Sunday, January 01, 2017

Barbur TC pedestrian bridge

Ok, next bridge up is another pedestrian one, the rather ugly 70s concrete one over I-5 at the Barbur Transit Center. I hadn't really planned on doing a post about this thing, but I ran across it while taking photos of Tapestry, a large mural along the Barbur-side approach to the bridge. I figured I was there anyway, toting a camera, and it was technically a bridge, so sure, why not? A PSU study of local pedestrian bridges notes this was built in 1976 along with the transit center itself. The study notes that many neighborhood streets on the other side of the bridge lack sidewalks (a common problem in SW Portland), so it's not part of a wider network of safe bike/pedestrian routes. I'm not sure that's something city planners even considered back then, and I'm not entirely sure this area was within city limits back in the 70s. Until the late 70s & early 80s large portions of Multnomah County outside the central city were unincorporated, and the county didn't really bother with things like building sidewalks or a proper sewer system, keeping people from building in flood zones, maintaining a useful park system, little details like that.

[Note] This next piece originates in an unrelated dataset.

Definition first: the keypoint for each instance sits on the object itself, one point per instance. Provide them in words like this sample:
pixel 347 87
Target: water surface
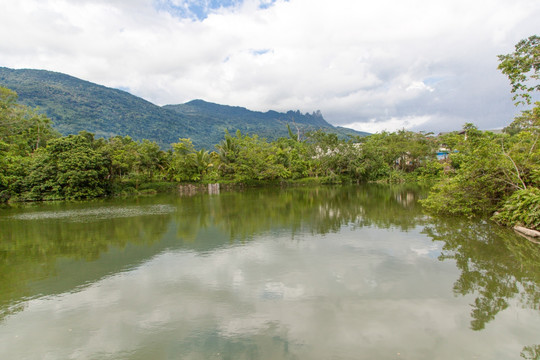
pixel 304 273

I didn't see much of anything in the library's Oregonian database about the bridge itself, but I did run across a September 12th, 1976 article with architectural drawings of the proposed "West Portland Transit Station". Barbur was the city's first transit center, as it turns out, and apparently this was a new concept imported from Toronto that other US cities hadn't adopted yet. So, little piece of history here. Though it seems like they hadn't quite perfected the concept, given the center's ugly 70s shelter, which looks rather cheap and dilapidated these days. The article mentions that the transit center was about 92% federally funded, since it's next to an interstate & qualified for money, I suppose because TriMet buses still ran on freeways in those days. A later October 28, 1979 article (which I seem to have misplaced the link to) describes major vandalism problems at the still semi-new transit center. Neighbors said they avoided the pedestrian bridge due to burned-out lights and broken glass. TriMet had even installed security cameras to keep an eye on the place (which was an unusual step in 1979), to no avail. There's probably no easy way to know whether the rate of petty vandalism has dropped since the 1970s. It seems to me, anecdotally, that it has, but I have no actual evidence to back this up. TriMet might have internal numbers on how much they spend each year repairing vandalism, and maybe a count of reported incidents, but I haven't seen that info reported publicly. Assuming my guess is correct, you might be able to chalk this up to the wider national crime wave of the 70s & 80s, which in turn has been blamed on various factors ranging from long-term macroeconomic shifts to the use of leaded gasoline. I've also seen a proposal (which I don't have a reference for at hand, unfortunately) that certain architectural styles tend to promote vandalism. In particular, as the idea goes, people see things made of ugly grey concrete and are instinctively driven to damage them. The idea has a certain poetry to it, but I have no idea how you'd go about proving it. The transit center & bridge haven't gotten any prettier since 1976, so if they aren't getting vandalized like they used to, that would tend to disprove the "architecture rage" idea.